The origin and evolution of genomic imprinting and viviparity in mammals

Abstract

Genomic imprinting is widespread in eutherian mammals. Marsupial mammals also have genomic imprinting, but in fewer loci. It has long been thought that genomic imprinting is somehow related to placentation and/or viviparity in mammals, although neither is restricted to mammals. Most imprinted genes are expressed in the placenta. There is no evidence for genomic imprinting in the egg-laying monotreme mammals, despite their short-lived placenta that transfers nutrients from mother to embryo. Post natal genomic imprinting also occurs, especially in the brain. However, little attention has been paid to the primary source of nutrition in the neonate in all mammals, the mammary gland. Differentially methylated regions (DMRs) play an important role as imprinting control centres in each imprinted region which usually comprises both paternally and maternally expressed genes (PEGs and MEGs). The DMR is established in the male or female germline (the gDMR). Comprehensive comparative genome studies demonstrated that two imprinted regions, PEG10 and IGF2-H19, are conserved in both marsupials and eutherians and that PEG10 and H19 DMRs emerged in the therian ancestor at least 160 Ma, indicating the ancestral origin of genomic imprinting during therian mammal evolution. Importantly, these regions are known to be deeply involved in placental and embryonic growth. It appears that most maternal gDMRs are always associated with imprinting in eutherian mammals, but emerged at differing times during mammalian evolution. Thus, genomic imprinting could evolve from a defence mechanism against transposable elements that depended on DNA methylation established in germ cells.

Figure 1.

The timing of genomic imprinting acquisition and of the divergence of birds and reptiles, monotremes, marsupials and eutherians. The vertical axes represent the time line from 400 Ma to the present.
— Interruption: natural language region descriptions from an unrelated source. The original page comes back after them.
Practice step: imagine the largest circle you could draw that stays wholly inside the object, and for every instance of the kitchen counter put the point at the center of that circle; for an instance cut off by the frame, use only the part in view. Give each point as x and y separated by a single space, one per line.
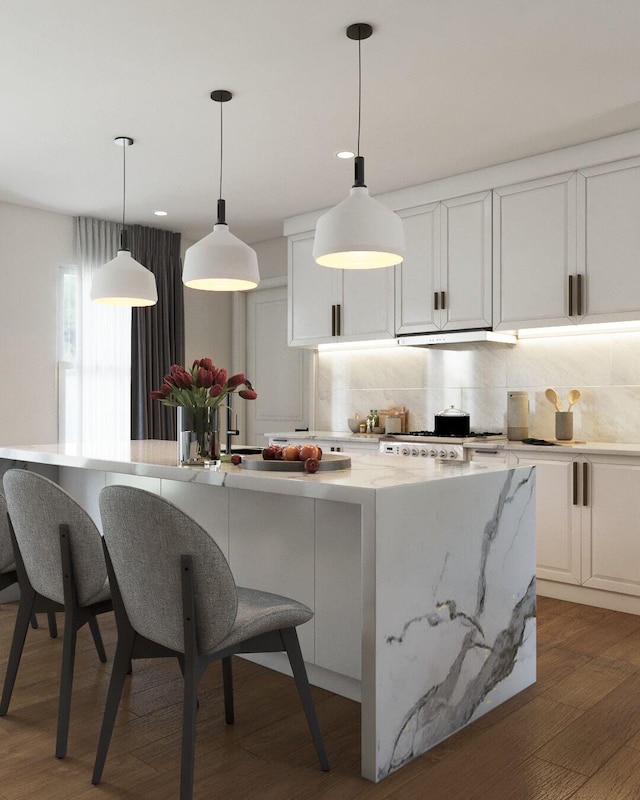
420 574
599 448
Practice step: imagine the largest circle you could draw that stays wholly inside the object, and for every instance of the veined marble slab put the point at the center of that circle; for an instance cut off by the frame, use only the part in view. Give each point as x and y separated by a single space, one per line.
447 569
455 622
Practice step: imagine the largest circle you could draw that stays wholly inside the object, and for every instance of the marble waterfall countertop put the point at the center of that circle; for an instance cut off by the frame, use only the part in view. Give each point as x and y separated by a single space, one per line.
369 472
426 568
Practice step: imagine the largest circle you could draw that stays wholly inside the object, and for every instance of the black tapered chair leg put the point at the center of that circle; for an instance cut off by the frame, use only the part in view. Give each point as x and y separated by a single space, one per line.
66 683
23 618
97 639
121 665
292 645
227 683
188 734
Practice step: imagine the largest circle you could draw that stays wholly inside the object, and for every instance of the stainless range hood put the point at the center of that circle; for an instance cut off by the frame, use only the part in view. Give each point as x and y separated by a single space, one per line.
453 338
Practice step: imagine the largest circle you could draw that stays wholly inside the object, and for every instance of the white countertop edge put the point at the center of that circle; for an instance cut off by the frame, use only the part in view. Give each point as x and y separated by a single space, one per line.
369 473
599 448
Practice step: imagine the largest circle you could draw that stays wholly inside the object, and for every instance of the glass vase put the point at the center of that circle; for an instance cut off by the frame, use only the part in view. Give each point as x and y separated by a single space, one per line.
198 436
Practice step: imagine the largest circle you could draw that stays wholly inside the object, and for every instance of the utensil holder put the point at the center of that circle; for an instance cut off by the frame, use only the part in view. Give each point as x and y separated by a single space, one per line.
564 425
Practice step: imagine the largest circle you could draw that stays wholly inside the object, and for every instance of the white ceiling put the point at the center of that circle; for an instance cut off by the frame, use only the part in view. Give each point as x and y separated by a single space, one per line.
448 86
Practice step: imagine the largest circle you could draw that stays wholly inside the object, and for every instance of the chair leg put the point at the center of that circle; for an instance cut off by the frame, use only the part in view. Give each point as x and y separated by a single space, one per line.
24 616
66 682
121 666
188 733
227 683
290 639
97 639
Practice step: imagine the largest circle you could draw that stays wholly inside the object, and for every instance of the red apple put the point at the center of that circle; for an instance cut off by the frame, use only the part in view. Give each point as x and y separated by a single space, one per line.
291 453
310 451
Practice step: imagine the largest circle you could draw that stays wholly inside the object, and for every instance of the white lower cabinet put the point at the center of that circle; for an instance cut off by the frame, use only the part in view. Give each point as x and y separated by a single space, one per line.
587 512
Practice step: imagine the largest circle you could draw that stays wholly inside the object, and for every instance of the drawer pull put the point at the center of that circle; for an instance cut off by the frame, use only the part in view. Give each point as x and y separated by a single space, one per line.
570 295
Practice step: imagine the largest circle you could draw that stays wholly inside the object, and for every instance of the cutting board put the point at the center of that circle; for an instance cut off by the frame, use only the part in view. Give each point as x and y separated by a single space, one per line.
330 461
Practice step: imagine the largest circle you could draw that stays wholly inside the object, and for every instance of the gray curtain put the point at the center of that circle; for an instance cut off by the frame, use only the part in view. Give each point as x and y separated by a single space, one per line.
157 332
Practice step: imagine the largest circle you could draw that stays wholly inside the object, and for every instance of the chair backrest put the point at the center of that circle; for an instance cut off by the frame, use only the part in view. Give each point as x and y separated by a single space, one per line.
146 535
6 550
37 507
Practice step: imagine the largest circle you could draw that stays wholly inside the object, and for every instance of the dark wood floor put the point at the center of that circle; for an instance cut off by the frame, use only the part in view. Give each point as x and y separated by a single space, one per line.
575 734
The coloured boxes represent each geological period. The green and red lines represent the evolution of the groups with and without genomic imprinting. The silhouettes represent one example species from each group. LTR, long terminal repeat.

Figure 2.

Regulation of the paternal and maternal expression in the Igf2–H19 imprinted domain by a single gDMR. The open lollipops represent unmethylated CpG islands and the black lollipops represent methylated CpG islands. The boxes represent Igf2 and H19 genes and the arrows from the boxes indicate expression of the genes. The yellow and green circles represent the CTCF insulator protein and a downstream enhancer, respectively.

Figure 3.

(a) Comparison of CpG contents and conservation among the orthologous genomic regions around the Nnat gDMR. The upper blue graphs show the CpG content in the genomic sequences. The lower pink graphs show conserved regions in the genomic sequences between one species and the other species located just below (eg. the pink graph seen in the mouse row is the comparison of mouse (base) and human and the graph in the human row is the comparison of human (base) and cow). The broken lines indicate where some conservation peaks in the upper row correspond in the next lower row. The arrowhead indicates the transcription start site (TSS) with the direction and the grey box shows the exon. Gaps in the sequences are represented by the light grey shadows in graph regions. The CGI forming gDMR in the mouse and the corresponding CGI in other species are highlighted in yellow. (b) Comparison of CpG contents and conservation among the orthologous genomic regions around the Lit1/Kcnq1ot1 gDMR. Explanations for the each component are the same as (a).

Figure 4.

The timing of the novel CpG island emergence in each maternal gDMR locus during mammalian evolution. The black circles represent the acquisition of novel CGI to the locus. The genes associated with novel CGI emergence are shown above the black circles. The silhouettes represent several example species from each group.